Lettre à ma sensibilité, que j’ai trop souvent bafouée

Melissa s’est battue des années contre sa sensibilité que le monde semblait rejeter. Aujourd’hui, paisible, elle lui a écrit quelques mots.

« Tu es trop sensible »

Enfant, c’est ce qu’on m’a souvent fait comprendre, de manière plus ou moins explicite. Et quand on est enfant, on fait tout pour plaire, tout pour être aimé.

Ma sensibilité était de trop, et dans mon contexte familial, il n’y avait pas assez de place pour qu’elle s’exprime, alors je l’ai faite taire.

Mon chemin avec mon hypersensibilité

Aujourd’hui, j’ai grandi, mais je continue à reproduire malgré moi ce schéma. J’ai tendance à considérer ma sensibilité comme une tare, à croire qu’elle est de trop et à la cacher.

J’ai tendance à mettre entre moi et mes sentiments une distance, pour me protéger d’émotions trop fortes que j’ai peur de ne pas réussir à gérer.

L’année dernière, j’ai découvert que ma sensibilité était en fait une hypersensibilité.

Je suis hypersensible et jusque là, « m’insensibiliser » m’a permis de gérer ce trop plein d’émotions.
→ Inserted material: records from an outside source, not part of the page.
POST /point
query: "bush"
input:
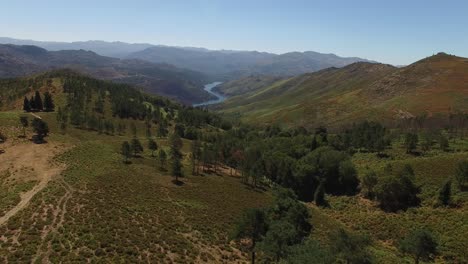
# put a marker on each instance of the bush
(397, 193)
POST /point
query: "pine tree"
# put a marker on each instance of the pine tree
(26, 105)
(153, 146)
(24, 123)
(445, 193)
(38, 101)
(32, 103)
(319, 195)
(420, 244)
(41, 128)
(136, 147)
(162, 158)
(176, 156)
(126, 151)
(49, 105)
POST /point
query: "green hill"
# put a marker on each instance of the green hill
(435, 86)
(74, 199)
(162, 79)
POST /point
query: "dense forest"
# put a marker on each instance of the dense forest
(298, 165)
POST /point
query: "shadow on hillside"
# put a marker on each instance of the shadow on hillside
(178, 182)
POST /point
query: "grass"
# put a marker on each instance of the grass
(102, 210)
(118, 212)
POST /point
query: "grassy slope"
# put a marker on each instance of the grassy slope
(246, 84)
(334, 97)
(127, 212)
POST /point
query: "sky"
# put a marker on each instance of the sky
(396, 32)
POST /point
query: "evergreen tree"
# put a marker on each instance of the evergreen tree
(38, 101)
(461, 174)
(368, 183)
(176, 156)
(411, 142)
(319, 196)
(24, 123)
(420, 244)
(162, 158)
(40, 128)
(49, 105)
(445, 193)
(153, 146)
(351, 248)
(32, 103)
(253, 227)
(136, 147)
(26, 105)
(126, 151)
(195, 157)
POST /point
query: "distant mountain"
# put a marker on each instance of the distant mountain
(183, 85)
(234, 64)
(433, 87)
(219, 64)
(246, 84)
(112, 49)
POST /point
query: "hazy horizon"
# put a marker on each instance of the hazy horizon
(378, 31)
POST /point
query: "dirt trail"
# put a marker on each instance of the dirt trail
(33, 157)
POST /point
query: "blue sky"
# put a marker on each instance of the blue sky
(396, 32)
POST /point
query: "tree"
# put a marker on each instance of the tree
(3, 138)
(411, 142)
(309, 252)
(24, 123)
(445, 193)
(162, 158)
(26, 105)
(368, 183)
(420, 244)
(136, 147)
(176, 156)
(38, 101)
(396, 193)
(32, 103)
(49, 105)
(133, 129)
(319, 195)
(40, 128)
(179, 129)
(126, 151)
(196, 156)
(351, 248)
(281, 235)
(443, 142)
(461, 173)
(153, 146)
(252, 226)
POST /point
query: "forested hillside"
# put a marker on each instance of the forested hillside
(134, 177)
(433, 89)
(162, 79)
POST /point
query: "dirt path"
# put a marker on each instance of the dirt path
(35, 115)
(30, 157)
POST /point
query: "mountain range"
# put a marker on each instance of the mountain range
(164, 79)
(434, 87)
(220, 65)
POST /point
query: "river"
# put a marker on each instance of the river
(209, 88)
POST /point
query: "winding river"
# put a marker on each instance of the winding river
(209, 88)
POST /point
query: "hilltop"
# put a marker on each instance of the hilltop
(219, 65)
(434, 87)
(163, 79)
(91, 200)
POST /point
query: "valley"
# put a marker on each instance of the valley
(205, 132)
(210, 88)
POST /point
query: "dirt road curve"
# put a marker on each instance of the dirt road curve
(34, 158)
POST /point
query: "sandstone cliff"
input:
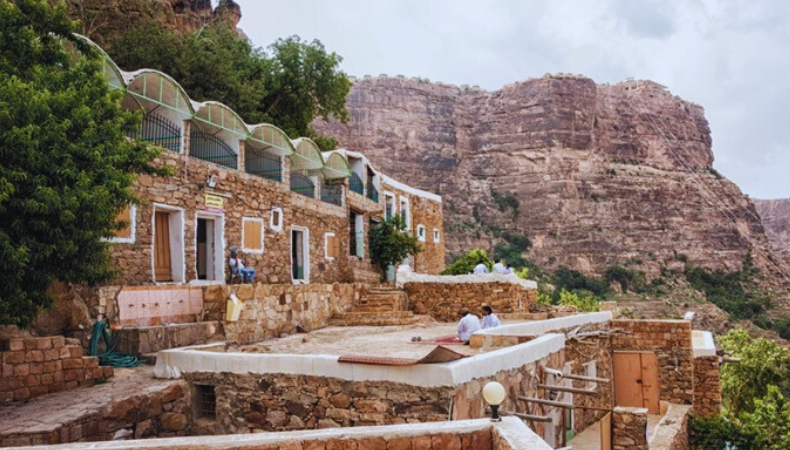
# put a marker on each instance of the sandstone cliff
(603, 174)
(776, 220)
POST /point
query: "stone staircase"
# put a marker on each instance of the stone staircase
(379, 306)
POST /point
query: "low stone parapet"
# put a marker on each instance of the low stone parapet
(32, 367)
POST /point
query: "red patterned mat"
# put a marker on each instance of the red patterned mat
(438, 355)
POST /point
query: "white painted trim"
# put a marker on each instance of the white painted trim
(132, 227)
(421, 228)
(413, 191)
(402, 199)
(305, 248)
(177, 259)
(175, 362)
(326, 247)
(540, 327)
(263, 232)
(511, 429)
(278, 227)
(219, 243)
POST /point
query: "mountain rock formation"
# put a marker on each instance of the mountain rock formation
(102, 20)
(776, 220)
(602, 174)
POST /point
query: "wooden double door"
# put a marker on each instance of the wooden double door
(636, 380)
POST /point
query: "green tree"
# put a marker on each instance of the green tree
(467, 262)
(290, 86)
(390, 243)
(762, 363)
(66, 166)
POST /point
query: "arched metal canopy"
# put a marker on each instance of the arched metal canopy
(307, 155)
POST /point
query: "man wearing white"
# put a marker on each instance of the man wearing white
(490, 320)
(467, 325)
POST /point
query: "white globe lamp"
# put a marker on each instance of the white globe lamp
(494, 394)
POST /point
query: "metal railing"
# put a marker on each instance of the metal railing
(211, 148)
(355, 184)
(332, 193)
(160, 131)
(257, 162)
(302, 185)
(373, 193)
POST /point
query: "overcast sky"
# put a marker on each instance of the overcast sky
(732, 57)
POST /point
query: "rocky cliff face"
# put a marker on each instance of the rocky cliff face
(776, 220)
(101, 20)
(602, 174)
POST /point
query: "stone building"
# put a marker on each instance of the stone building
(296, 215)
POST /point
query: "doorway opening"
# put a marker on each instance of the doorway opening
(209, 248)
(300, 258)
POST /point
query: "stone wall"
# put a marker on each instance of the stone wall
(151, 412)
(276, 402)
(32, 367)
(271, 310)
(442, 301)
(707, 386)
(671, 341)
(629, 429)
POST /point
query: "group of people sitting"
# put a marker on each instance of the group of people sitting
(469, 323)
(501, 268)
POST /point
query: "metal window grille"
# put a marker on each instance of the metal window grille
(355, 184)
(257, 162)
(211, 148)
(332, 193)
(207, 401)
(302, 185)
(160, 131)
(373, 193)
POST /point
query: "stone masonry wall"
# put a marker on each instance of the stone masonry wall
(671, 341)
(32, 367)
(277, 402)
(629, 429)
(244, 196)
(707, 386)
(442, 301)
(271, 310)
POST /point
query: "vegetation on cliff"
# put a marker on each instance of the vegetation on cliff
(290, 85)
(66, 166)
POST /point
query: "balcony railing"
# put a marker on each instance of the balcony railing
(211, 148)
(355, 184)
(160, 131)
(332, 193)
(256, 162)
(302, 185)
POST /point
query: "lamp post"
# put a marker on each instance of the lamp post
(494, 395)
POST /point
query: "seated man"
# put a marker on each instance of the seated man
(237, 267)
(466, 326)
(490, 320)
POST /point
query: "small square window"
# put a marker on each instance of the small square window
(276, 219)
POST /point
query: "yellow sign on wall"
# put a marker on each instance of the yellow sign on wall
(213, 201)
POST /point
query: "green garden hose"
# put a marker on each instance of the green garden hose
(110, 357)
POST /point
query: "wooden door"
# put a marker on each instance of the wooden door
(636, 380)
(650, 388)
(163, 270)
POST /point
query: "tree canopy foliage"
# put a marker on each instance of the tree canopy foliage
(66, 166)
(390, 243)
(290, 85)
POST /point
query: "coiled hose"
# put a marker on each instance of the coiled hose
(110, 357)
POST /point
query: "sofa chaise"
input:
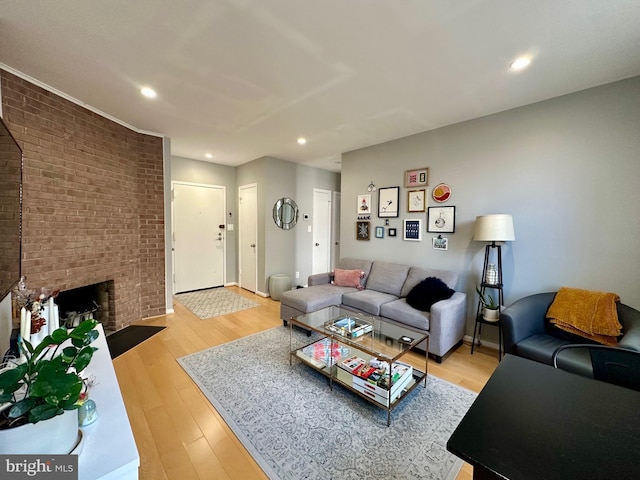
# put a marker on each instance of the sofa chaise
(382, 292)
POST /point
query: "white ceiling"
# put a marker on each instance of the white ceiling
(245, 78)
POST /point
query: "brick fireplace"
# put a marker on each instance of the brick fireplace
(93, 201)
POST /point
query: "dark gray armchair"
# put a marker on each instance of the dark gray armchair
(528, 334)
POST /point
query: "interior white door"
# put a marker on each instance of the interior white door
(198, 236)
(321, 261)
(335, 230)
(248, 236)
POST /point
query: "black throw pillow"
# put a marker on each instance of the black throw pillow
(428, 292)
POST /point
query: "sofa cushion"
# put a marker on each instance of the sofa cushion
(314, 298)
(400, 311)
(417, 274)
(347, 278)
(368, 301)
(428, 292)
(387, 277)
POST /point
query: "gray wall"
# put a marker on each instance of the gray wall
(283, 251)
(567, 169)
(307, 179)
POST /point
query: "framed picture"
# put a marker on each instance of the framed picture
(418, 177)
(388, 202)
(362, 230)
(364, 204)
(416, 200)
(413, 230)
(441, 219)
(440, 243)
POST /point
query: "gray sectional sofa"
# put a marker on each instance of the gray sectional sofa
(386, 286)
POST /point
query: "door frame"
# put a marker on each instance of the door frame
(173, 223)
(327, 236)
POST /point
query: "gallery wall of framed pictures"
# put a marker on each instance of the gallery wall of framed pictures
(438, 219)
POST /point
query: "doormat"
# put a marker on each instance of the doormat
(214, 302)
(296, 427)
(127, 338)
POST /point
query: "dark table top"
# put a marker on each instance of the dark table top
(532, 421)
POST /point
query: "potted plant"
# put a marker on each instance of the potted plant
(491, 311)
(44, 384)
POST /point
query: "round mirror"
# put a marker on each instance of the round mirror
(285, 213)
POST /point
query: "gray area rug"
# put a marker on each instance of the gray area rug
(296, 427)
(214, 302)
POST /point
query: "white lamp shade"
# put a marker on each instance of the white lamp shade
(494, 228)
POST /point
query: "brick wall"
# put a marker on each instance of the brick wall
(93, 201)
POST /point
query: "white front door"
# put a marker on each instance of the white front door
(198, 236)
(248, 236)
(321, 260)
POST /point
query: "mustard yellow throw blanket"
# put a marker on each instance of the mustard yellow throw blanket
(587, 313)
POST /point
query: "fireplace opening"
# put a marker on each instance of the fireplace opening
(89, 301)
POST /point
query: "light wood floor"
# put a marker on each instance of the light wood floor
(179, 434)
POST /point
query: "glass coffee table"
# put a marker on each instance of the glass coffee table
(362, 353)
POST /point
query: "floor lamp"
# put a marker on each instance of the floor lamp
(494, 228)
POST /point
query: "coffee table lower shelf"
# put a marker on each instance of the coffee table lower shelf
(361, 387)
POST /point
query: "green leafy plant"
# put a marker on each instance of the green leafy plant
(487, 300)
(49, 381)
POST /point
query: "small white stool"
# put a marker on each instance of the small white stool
(278, 284)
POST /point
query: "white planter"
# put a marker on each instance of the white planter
(56, 436)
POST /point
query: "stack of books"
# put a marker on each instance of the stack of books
(351, 327)
(324, 353)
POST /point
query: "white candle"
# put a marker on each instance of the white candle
(50, 322)
(56, 317)
(23, 319)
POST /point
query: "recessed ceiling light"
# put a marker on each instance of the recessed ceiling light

Mais ça m’a aussi coupée de moi-même.

Et puis je me suis mise à écrire. D’ailleurs, ce sont les articles 62 réflexions introspectives de Clémence Bodoc qui m’ont donné envie de me lancer à mon tour, merci ♥

J’ai beaucoup écrit pour moi sans partager et mettre des mots sur ce que je ressentais m’a permis de me retrouver, avec ma sensibilité et mes émotions fortes.

Mais quand j’ai voulu partager ce que j’écrivais avec mes proches (sous la forme d’un blog pour le moment), quelque chose a bloqué et ce vieux réflexe de pensée est revenu.
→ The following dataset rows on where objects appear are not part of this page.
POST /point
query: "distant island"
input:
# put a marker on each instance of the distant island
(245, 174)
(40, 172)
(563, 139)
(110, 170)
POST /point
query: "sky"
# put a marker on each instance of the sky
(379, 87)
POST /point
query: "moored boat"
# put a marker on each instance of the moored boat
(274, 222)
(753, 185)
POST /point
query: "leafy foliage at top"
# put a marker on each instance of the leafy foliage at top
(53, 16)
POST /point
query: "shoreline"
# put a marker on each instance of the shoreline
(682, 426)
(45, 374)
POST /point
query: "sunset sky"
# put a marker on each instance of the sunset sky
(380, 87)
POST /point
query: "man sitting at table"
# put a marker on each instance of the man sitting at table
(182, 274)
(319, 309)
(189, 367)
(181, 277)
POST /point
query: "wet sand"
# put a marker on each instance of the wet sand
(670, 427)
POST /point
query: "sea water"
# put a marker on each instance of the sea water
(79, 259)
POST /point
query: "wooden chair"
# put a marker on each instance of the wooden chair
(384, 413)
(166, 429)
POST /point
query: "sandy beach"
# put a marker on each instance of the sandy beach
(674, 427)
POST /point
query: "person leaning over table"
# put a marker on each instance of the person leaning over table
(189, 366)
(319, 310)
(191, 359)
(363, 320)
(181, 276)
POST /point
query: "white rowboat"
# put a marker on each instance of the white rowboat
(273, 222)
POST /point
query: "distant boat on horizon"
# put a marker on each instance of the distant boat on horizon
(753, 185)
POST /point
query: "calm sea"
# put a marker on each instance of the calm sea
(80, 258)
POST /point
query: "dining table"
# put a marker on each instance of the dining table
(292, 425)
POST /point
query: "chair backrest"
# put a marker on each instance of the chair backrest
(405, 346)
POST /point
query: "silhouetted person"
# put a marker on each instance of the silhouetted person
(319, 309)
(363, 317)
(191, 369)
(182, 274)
Il ne fallait pas que je montre ma sensibilité, elle était de trop, il n’y avait pas de place pour elle.

Sauf qu’aujourd’hui, je sais que c’est faux.

Ma sensibilité fait partie de moi et je ne veux plus la cacher, alors je lui ai écrit une lettre pour la rassurer, lui dire qu’elle pouvait revenir et se montrer, lui dire que pour moi, elle était ok.

Lettre à ma sensibilité

« Tu es trop sensible. Fais attention, ça va te faire souffrir. »
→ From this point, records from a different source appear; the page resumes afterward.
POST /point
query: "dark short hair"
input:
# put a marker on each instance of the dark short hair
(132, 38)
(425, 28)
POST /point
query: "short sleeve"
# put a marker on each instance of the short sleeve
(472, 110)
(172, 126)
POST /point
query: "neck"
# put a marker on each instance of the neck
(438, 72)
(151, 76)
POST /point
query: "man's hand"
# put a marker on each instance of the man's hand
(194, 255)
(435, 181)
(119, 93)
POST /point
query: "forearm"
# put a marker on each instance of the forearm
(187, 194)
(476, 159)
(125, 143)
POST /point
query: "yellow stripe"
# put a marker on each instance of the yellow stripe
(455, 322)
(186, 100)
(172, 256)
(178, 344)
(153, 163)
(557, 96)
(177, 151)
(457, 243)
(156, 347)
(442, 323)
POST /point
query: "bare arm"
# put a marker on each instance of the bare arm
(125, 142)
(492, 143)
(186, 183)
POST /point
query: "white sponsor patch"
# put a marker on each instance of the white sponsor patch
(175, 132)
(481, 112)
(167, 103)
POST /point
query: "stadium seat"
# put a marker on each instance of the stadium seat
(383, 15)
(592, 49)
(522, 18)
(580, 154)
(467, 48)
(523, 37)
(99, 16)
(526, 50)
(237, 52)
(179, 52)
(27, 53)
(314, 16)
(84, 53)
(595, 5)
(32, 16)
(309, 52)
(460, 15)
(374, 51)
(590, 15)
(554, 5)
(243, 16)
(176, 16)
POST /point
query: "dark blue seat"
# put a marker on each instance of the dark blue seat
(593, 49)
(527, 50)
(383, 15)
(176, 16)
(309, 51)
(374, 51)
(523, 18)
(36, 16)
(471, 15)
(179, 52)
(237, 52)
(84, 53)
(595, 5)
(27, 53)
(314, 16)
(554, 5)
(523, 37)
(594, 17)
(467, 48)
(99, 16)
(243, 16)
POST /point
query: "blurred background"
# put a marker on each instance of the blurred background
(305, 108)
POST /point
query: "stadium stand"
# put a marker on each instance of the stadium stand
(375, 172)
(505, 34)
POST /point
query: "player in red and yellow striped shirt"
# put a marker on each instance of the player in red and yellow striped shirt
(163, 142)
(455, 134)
C’est ce qu’on t’a dit quand tu faisais couler les larmes sur mes joues. C’est ce qu’on t’a dit avant même qu’elles ne coulent, quand tu faisais briller mes yeux de mille feux.

Tu étais de trop et tu me faisais du mal. J’y ai cru, et moi aussi, je me suis mise à te la dire, cette phrase maudite. J’y ai cru, et je t’ai dit de t’en aller quand je sentais les larmes monter, mes joues rougir, la colère m’envahir subrepticement.

Je t’ai dit de partir, j’ai voulu t’anéantir.

Tu es partie et tu m’as laissée vide, sans vie, car tu ne fais pas de distinction entre les émotions, celles qu’on dit « acceptables, confortables » et celles qui le sont moins, qui ne le sont pas et qu’il faudrait éviter pour faire disparaître la souffrance.

Tu n’es pas partie de ton plein gré. Je t’ai enfermée, par peur de déplaire, d’être de trop, de déranger la quiétude d’un monde tout-puissant qui ne pleure jamais.

Je t’ai enterrée bien au fond et je suis devenue aussi froide que la glace qui ne fond pas, aussi lisse et fragile qu’un masque de porcelaine, aussi indifférente qu’un robot sans cœur, aussi vivante qu’une bougie éteinte, qu’un zombie qui ne ressent plus rien.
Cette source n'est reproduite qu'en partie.